BİZ YÖK‘SÜZ BİR ÜNİVERSİTE İSTİYORUZ

Ülkemizin en karanlık dönemini yaratan 12 Eylül askeri darbesinin ilk icraatlarından birisi muhalefetin itici gücü olan üniversitelerin ve üniversite gençliğinin bütünüyle denetim altına alınması ve bu durumun sürekliliğinin sağlanması amacıyla 6 Kasım 1981‘de YÖK‘ü kurmak olmuştur.  

YÖK yasası ile birlikte üniversitelerde bir yıkım süreci başlatılarak öncelikle kadrolar hızla değiştirilmiş, üniversitelerde bilimsellik ve akademik özgürlük tamamen yok edilmiş, birçok öğretim görevlisi ve kamu çalışanı 1402 sayılı yasayla üniversite dışına itilmiş, düşünce ve ifade özgürlüğünün önü kesilerek bilimsellikten uzak ve toplumsal sorunlara sessiz bir öğrenci kitlesi yaratılmak istenmiştir.

YÖK, baskı ve denetim görevinin yanı sıra 12 Eylül ile birlikte uluslararası sermayenin istemlerine uygun olarak ülkenin yeniden şekillendirilmesi sürecinde üniversitelerin yeniden yapılandırılması görevini de üstlenmiştir.
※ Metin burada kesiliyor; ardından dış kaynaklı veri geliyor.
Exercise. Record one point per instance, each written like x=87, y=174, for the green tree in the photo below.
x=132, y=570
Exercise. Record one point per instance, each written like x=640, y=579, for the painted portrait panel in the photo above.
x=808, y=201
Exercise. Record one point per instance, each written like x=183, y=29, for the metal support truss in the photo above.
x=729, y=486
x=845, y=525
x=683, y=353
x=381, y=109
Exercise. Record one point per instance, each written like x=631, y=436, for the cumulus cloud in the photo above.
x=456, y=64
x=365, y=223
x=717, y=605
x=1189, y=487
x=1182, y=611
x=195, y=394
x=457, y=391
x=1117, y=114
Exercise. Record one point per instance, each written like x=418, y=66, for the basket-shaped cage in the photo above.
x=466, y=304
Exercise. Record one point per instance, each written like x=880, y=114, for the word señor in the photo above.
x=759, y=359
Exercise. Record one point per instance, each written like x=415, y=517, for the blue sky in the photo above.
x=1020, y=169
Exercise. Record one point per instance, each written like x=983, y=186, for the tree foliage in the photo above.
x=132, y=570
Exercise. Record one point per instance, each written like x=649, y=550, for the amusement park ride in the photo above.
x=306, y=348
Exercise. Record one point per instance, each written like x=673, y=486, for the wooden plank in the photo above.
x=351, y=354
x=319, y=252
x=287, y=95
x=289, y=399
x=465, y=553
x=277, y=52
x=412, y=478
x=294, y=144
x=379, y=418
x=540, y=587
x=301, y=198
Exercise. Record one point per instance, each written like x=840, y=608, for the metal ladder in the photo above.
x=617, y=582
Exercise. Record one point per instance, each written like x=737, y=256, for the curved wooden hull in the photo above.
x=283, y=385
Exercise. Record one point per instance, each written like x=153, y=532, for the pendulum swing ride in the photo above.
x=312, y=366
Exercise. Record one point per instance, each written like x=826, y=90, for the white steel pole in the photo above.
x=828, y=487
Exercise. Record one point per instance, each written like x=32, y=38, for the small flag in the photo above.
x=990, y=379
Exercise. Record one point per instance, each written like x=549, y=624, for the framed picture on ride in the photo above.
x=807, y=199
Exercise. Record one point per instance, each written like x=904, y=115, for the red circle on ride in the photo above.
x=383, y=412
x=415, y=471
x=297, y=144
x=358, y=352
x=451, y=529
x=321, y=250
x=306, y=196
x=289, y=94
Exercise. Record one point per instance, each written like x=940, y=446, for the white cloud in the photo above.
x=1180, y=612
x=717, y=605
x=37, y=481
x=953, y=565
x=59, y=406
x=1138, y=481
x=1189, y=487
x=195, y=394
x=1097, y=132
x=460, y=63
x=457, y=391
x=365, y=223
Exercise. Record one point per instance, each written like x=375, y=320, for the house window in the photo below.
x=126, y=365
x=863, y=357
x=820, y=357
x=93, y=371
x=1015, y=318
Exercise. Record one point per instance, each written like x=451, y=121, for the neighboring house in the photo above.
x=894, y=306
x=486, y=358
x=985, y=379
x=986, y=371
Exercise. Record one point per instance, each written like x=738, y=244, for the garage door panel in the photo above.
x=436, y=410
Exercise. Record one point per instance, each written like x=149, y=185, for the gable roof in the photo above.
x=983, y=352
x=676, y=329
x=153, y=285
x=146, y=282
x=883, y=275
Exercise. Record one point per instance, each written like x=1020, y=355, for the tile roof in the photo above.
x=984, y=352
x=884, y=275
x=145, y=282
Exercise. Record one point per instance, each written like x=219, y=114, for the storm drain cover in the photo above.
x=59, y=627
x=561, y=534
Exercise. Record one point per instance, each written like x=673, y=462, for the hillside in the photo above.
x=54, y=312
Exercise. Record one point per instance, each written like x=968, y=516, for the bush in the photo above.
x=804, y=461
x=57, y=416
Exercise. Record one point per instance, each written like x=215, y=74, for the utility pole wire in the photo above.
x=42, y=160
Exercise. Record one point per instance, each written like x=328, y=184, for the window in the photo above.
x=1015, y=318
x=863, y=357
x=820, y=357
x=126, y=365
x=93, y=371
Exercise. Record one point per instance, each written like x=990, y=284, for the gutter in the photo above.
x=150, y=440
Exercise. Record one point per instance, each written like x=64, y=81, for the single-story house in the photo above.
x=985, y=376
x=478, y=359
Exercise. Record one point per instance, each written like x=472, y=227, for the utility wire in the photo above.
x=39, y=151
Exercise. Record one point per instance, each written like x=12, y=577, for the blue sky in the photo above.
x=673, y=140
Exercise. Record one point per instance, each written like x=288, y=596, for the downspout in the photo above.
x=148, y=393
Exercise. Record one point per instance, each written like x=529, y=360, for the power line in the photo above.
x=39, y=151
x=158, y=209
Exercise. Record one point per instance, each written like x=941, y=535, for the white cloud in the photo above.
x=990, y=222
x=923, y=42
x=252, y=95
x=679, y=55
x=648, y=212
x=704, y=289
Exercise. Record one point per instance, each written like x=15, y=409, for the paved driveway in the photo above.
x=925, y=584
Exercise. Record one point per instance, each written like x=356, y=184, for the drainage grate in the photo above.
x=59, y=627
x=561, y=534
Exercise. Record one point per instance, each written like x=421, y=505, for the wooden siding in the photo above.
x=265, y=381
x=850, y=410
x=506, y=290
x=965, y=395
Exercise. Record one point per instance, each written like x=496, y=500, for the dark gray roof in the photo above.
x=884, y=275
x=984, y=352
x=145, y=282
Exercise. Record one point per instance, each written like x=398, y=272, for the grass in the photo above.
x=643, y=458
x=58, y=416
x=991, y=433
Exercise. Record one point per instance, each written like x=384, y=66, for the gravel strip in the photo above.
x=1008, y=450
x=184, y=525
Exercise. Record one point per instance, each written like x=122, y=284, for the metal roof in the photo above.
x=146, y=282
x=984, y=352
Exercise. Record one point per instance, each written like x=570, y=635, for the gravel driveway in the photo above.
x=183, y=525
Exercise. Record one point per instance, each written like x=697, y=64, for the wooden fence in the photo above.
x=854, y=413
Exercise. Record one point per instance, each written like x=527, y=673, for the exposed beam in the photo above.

YÖK‘ün kuruluşu ile birlikte özel üniversiteler kurulmuş, kamu üniversitelerinde de harçlarla paralı eğitime geçilmiştir.

Üniversitelerimiz 29 yıldır 12 Eylül rejiminin ürünü olan YÖK‘ün baskısı altındadır. 

Uluslararası sermayenin her şeyi metalaştıran neo-liberal politikaları, eğitimi de metalaştırarak öğrencileri müşteriye, üniversiteleri ise sermayenin gereksinimleri doğrultusunda eğitim yapan, sermayeye elaman yetiştiren merkezlere dönüştürmek istemektedir.

Neo-liberal politikaların uygulayıcısı olan AKP İktidarının elinde yeniden yapılanan Yükseköğretim Kurulu bir taraftan bu politikaları eğitim alanında hayata geçirirken, bir taraftan da baskı görevini yerine getirmektedir.

Son olarak YÖK kurulduğu günden bu yana gösterdiği performansı da aşarak, işi üniversitelerde karakol kurdurmaya ve "sivil"lerin bulundurulmasına kadar vardırmıştır.

Özgürlüklerin ve demokrasinin savunuculuğunu kimselere bırakmayan, toplumu 12 Eylül ile hesaplaştığını iddia ettiği Anayasa değişiklikleri ile oyalayan AKP İktidarı, üniversitelerin içine kurdurulmaya çalışılan karakolları, "özerk üniversite, parasız eğitim" talepleri nedeniyle gözaltına alınan; fişlenen öğrencileri görmezden gelmekte, üniversitelerimizin geleceği olan akademisyenlerin iş güvencesini yok ederek bilim insanlarını işsizlik tehlikesi ile karşı karşıya bırakmakta, sınırlı aktardığı kaynaklarla üniversiteleri sermaye ile doğrudan ilişki kurmaya zorlamaktadır.

12 Eylül rejimiyle hesaplaşmak demek; YÖK ile hesaplaşmak demektir.

YÖK ile hesaplaşmak;

YÖK‘ün tamamen bütün kurumları ile birlikte kaldırılmasıdır;
Küreselleşme ve sermaye isteklerine göre üniversitelerin yapılandırılması uygulamalarından vazgeçilmesidir;
Toplumsal eşitsizliğin her çeşidini sürekli ve sistemli olarak üreten eğitim yapısının terk edilmesidir;
Üniversitelerin özerk ve demokratik bir anlayış temelinde yeniden düzenlenmesidir;
Üniversitenin bütün bileşenlerinin yönetim ve karar sürecine katılmalarının güvence altına alınmasıdır;
Baskıcı ve cins ayrımcı uygulamalarla dolu eğitim programlarından vazgeçilmesidir.

Bu ülkenin mühendis, mimar ve şehir plancıları olarak biz;

Eğitimin parasız olduğu bir üniversite istiyoruz.
Öğretim üyelerinin, çalışanların, öğrencilerin, tüm söz ve karar süreçlerine katıldığı, eğitim kadrolarının ekonomik koşullarının, insanca yaşayabilecekleri, hak ettikleri seviyede, zamanlarını tamamen öğretime ve araştırmaya ayırabilecekleri düzeyde olduğu bir üniversite istiyoruz.
Bilim ve teknolojinin üretildiği ve üretenin teşvik edildiği bir üniversite istiyoruz.
Emeğe, insan haklarına saygılı barışın ve hoşgörünün hâkim olduğu özerk-bilimsel-demokratik bir üniversite istiyoruz.

Biz YÖK‘süz bir üniversite istiyoruz.